Neu-Ja(hr) nee is´klar.

Wenn ich es mit den Worten eines Comic Novel sagen müsste:

„Swoooosch“ !

So endet das Jahr 2021.

Unwiederbringlich, unwiederruflich, unterirdisch, zum vergessen.
So denke ich, geht es vielen in diesen Tagen und ich muss zugeben, auch mir fällt es schwer positiv in das neue Jahr zu schauen. Denn wenn eines klar ist, dann das nichts klar ist. Der Plan ist, nichts zu planen.

In diesem unerbittlichen Jahr verbietet es sich für mich, mich über abgesagte Konzerte, Termine und gesetzliche Probeverbote zu beschweren, denn in diesem Jahr verloren Menschen ihre Existenz durch eine Flut die verheerender nicht hätte sein können. Zu viele kleine und große Tragödien, die in die Annalen dieses Jahres eingehen werden.


Doch wie kann ich dazu beitragen, dass doch noch ein Funken positive Energie eventuell ein Feuer entfacht? Vielleicht die Frage, die sich jeder einmal stellen sollte. Ich meine damit nicht die großen Gesten, sondern die kleinen im Alltag.
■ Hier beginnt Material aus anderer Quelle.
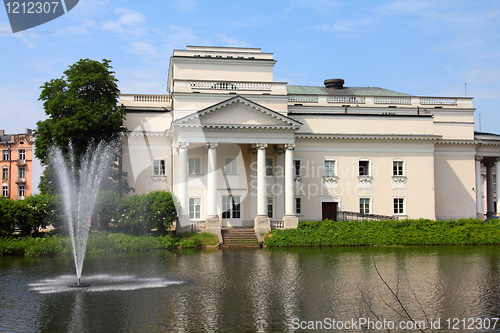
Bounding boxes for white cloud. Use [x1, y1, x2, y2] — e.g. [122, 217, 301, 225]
[102, 8, 146, 33]
[216, 34, 250, 47]
[172, 0, 198, 12]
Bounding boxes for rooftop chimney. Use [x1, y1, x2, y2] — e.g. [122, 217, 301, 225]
[325, 79, 344, 89]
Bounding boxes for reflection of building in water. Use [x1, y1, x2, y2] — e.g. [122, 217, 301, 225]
[120, 46, 500, 233]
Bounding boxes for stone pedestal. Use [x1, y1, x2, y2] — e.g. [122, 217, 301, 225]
[175, 215, 191, 233]
[205, 217, 223, 243]
[254, 215, 271, 236]
[283, 215, 299, 229]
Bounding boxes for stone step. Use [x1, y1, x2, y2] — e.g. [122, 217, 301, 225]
[222, 228, 260, 247]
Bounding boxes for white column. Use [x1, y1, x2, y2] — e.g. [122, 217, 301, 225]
[495, 159, 500, 216]
[257, 143, 267, 216]
[207, 143, 217, 218]
[285, 144, 295, 216]
[476, 156, 483, 218]
[177, 142, 189, 217]
[486, 162, 495, 218]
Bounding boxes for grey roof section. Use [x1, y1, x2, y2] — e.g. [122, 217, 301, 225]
[287, 85, 413, 97]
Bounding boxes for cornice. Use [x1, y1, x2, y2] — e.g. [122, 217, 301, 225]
[295, 133, 441, 142]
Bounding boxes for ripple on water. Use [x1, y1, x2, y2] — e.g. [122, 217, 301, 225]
[28, 274, 184, 294]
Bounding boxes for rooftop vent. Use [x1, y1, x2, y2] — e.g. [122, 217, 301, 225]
[325, 79, 344, 89]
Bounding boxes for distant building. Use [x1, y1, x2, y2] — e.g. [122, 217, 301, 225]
[0, 129, 33, 200]
[120, 46, 500, 231]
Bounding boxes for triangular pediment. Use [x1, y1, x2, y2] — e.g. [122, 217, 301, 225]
[174, 96, 302, 130]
Meine Aufgabe, so denke ich, ist den Kopf hoch zu halten, weiter zu machen und mit gutem Beispiel voran zu gehen. Neue Musik, die man aufdrehen kann, wenn sich die graue Wolke der Negativität in die eigenen Knochen schleicht. Genau das werde ich machen mit allen Mitteln, die mir zur Verfügung stehen. Für euch und mit euch, zusammen in ein neues Jahr.

Habt ihr es gemerkt?
Das ist ein Plan. Also, Jacke an und raus in den Sturm, der draußen zwischen uns tobt. Auf dass wir Schulter an Schulter stehen und zusammen ein wenig Sonne verbreiten können.